When People Ask Me What I Do For A Living, I Tell Them I'm A Teacher
When people ask me what I do for a living, I tell them I'm a teacher.
And it's pretty much true. I do spend about the same amount of time teaching as I do writing (well, that's only been true for the last couple of years--there was a five year long writing drought due to a computer game romance I'd rather not talk about). However, teaching pays more bills.
I'm neither ashamed nor proud. Writing is more of a hobby. The fact is, writing is more of a hobby for the vast majority of writers. The average book might sell five to ten thousand copies. Even if a writer earns 10% gross off those sales, that's still about twenty grand per book at the most (before taxes).
Since this is true, I thought it'd be interesting to discuss the most writing-hobbyist friendly occupations out there. I'll start with a few obvious ones:
1. Professor at a four-year university. Three classes Fall, two classes Spring. Unless you're chasing tenure or you're a committee fanatic, this is a writer friendly job by design--when you're not teaching, you're supposed to be publishing.

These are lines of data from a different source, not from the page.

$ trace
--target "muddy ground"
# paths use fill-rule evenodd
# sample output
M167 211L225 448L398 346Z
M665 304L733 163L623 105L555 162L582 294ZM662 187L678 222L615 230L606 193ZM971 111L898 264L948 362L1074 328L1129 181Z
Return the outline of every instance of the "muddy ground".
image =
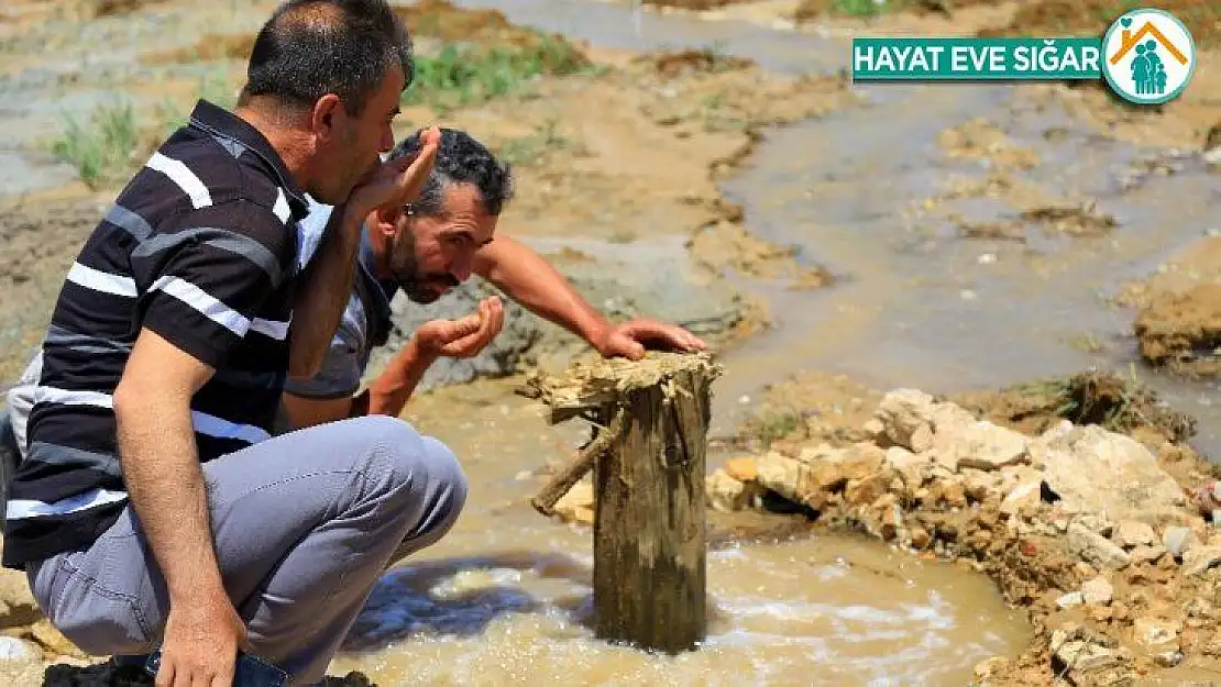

2. Firefighter. Two to three days a week sleeping over at the station. Three to four days a week at home, left to your own devices. Seeing crazy stuff is a bonus as well. This is my "if had it to do all over" job.
3. King crab fisherman like those guys on The Deadliest Catch. According to my Cracker Jack research (Google-ing and crossing my fingers), these guys work maybe four months tops. Sure it's dangerous, back-breaking work, and the industry has slowed. However, even though it might not be human friendly, it's still writer friendly.
4. Being rich as hell. The ultimate dream job.
That's about all I got. I'd like to hear other suggestions.